I just realized that the baby has already lived through an earthquake and a hurricane. Both are supposed to be once-in-a-lifetime things for this area, so maybe we got everything out the way early on.
I’ve been taking it easy today, napping and reading a book. I’m 20 weeks along now, and starting to get more achy, painy. Shoes are getting more uncomfortable and my jeggings are getting a little ridiculous. You don’t know muffin top until you’ve got it in reverse—baby top.
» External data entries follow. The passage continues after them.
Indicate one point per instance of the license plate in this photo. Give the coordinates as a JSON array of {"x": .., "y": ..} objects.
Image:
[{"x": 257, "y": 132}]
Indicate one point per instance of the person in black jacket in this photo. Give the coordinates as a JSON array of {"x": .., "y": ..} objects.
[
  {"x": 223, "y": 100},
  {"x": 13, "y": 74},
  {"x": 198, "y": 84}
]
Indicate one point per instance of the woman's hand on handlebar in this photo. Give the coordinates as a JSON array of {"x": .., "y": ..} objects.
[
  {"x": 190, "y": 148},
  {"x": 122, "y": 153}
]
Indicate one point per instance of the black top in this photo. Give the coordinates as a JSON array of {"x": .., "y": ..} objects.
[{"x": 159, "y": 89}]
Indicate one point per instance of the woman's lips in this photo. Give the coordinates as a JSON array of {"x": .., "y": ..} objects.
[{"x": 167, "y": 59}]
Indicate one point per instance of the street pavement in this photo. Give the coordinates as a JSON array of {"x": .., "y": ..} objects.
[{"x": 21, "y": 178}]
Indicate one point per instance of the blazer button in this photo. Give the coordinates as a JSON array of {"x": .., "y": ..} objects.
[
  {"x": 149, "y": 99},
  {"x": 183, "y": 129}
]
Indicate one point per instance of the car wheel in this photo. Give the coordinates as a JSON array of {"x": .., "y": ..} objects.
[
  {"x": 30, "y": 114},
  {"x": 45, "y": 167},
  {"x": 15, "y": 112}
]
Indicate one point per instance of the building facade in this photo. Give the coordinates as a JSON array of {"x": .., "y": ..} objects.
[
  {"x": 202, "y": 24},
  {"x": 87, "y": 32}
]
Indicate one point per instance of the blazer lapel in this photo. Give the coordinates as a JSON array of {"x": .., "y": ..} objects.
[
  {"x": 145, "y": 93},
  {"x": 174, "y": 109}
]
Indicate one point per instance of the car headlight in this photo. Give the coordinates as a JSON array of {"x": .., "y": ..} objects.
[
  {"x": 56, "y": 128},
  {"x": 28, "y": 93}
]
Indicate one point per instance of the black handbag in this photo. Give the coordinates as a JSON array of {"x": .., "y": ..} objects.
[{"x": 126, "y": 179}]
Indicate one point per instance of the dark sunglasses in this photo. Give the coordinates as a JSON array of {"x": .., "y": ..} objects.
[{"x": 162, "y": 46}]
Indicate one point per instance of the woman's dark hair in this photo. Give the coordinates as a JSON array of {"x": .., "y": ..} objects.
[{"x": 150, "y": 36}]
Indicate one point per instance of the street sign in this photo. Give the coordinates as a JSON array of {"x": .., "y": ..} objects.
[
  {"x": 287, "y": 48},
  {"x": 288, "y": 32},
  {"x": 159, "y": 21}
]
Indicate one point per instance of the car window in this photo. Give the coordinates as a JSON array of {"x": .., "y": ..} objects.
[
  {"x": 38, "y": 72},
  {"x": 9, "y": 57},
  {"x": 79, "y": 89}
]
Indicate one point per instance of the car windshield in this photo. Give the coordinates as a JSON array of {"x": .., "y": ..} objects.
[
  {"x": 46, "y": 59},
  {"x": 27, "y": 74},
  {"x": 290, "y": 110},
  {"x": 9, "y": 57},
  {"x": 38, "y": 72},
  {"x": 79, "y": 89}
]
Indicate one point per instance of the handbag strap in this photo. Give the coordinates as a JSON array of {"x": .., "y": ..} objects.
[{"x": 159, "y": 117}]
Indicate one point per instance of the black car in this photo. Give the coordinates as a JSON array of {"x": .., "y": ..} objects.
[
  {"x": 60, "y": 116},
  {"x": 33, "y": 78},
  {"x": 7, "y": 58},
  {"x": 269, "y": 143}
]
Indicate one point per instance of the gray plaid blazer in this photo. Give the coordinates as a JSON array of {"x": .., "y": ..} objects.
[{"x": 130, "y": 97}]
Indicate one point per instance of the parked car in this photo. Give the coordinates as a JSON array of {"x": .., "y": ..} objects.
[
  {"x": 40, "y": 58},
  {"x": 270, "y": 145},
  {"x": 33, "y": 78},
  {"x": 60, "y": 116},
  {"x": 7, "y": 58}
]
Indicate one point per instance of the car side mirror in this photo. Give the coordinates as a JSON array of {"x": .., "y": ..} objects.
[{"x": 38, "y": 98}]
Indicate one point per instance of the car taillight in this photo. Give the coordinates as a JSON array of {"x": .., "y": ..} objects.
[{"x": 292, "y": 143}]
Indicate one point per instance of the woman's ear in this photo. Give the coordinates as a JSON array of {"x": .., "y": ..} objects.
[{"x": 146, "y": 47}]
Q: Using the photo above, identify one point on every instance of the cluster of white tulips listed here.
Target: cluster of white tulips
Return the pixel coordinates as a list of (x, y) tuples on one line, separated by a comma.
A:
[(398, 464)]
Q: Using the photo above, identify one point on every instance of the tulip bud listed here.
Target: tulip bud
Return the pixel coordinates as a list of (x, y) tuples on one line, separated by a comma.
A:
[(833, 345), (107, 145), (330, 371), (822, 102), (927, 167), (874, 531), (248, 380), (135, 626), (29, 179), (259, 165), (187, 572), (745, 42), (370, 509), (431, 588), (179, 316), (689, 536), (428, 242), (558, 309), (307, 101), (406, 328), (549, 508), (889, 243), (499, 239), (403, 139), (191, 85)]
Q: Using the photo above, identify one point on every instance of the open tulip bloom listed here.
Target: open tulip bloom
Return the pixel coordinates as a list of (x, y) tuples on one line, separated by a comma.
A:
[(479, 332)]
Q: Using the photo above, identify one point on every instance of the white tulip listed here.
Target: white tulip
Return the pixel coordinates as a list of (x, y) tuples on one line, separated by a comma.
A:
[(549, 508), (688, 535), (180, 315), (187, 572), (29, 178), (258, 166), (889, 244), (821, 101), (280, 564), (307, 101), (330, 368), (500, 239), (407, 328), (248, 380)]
I hope everyone stays safe through tonight and tomorrow. Thoughts and prayers with you and your family if you’re set to be affected (or already have been) by the hurricane.
xo,
Jackie

I’m not going to lie: When I found I was going to be a mother (a mother!), I was scared. What business did I have shaping a child’s life when sometimes I feel that I barely have things figured out? It felt like a responsibility that I could never be ready for…except here it was! I was nervous and afraid to admit I was nervous because what would that make me? Unprepared? I didn’t want to be labeled or pigeon-holed so I mostly kept my thoughts to myself.
As the weeks and months have ticked by, I’ve slowly felt my anxiety turning into an excited-anxiety. Like, hurry up, January! Let’s get this thing started! On the other hand, I’ve actually enjoyed being pregnant. Aside from being tired and some fairly bad aches in my back, I feel happy and healthy. I’m really trying to enjoy each day for what it is.
I sort of knew all along we were going to have a girl. I wasn’t hoping one way or another—I really just wanted to find out the baby was healthy and all was well. But, still…I just knew. (Apparently lots of other people did as well!) :)
On Tuesday, the elementary school across from our house was back in session for fall and I saw lots of moms walking their really nervous looking kindergarteners and first graders over to the building. I thought to myself, “Whoa! That will be so exciting when it’s me and Brandon.” Everything seemed sort of abstract until this past Monday, when we got to see her face (!) and then Brandon got to feel her kick that night. Then, the next day, all these kids walking off to start school with anxious parents waving goodbye from the sidewalk.
It’s hard to imagine all the many ways my life will change, but I know that it will and I’m looking forward to it. I know it won’t be great all the time, but it is a great thing all the time. For all my blessings, for all the love I have been fortunate enough to receive—this may be the best thing yet.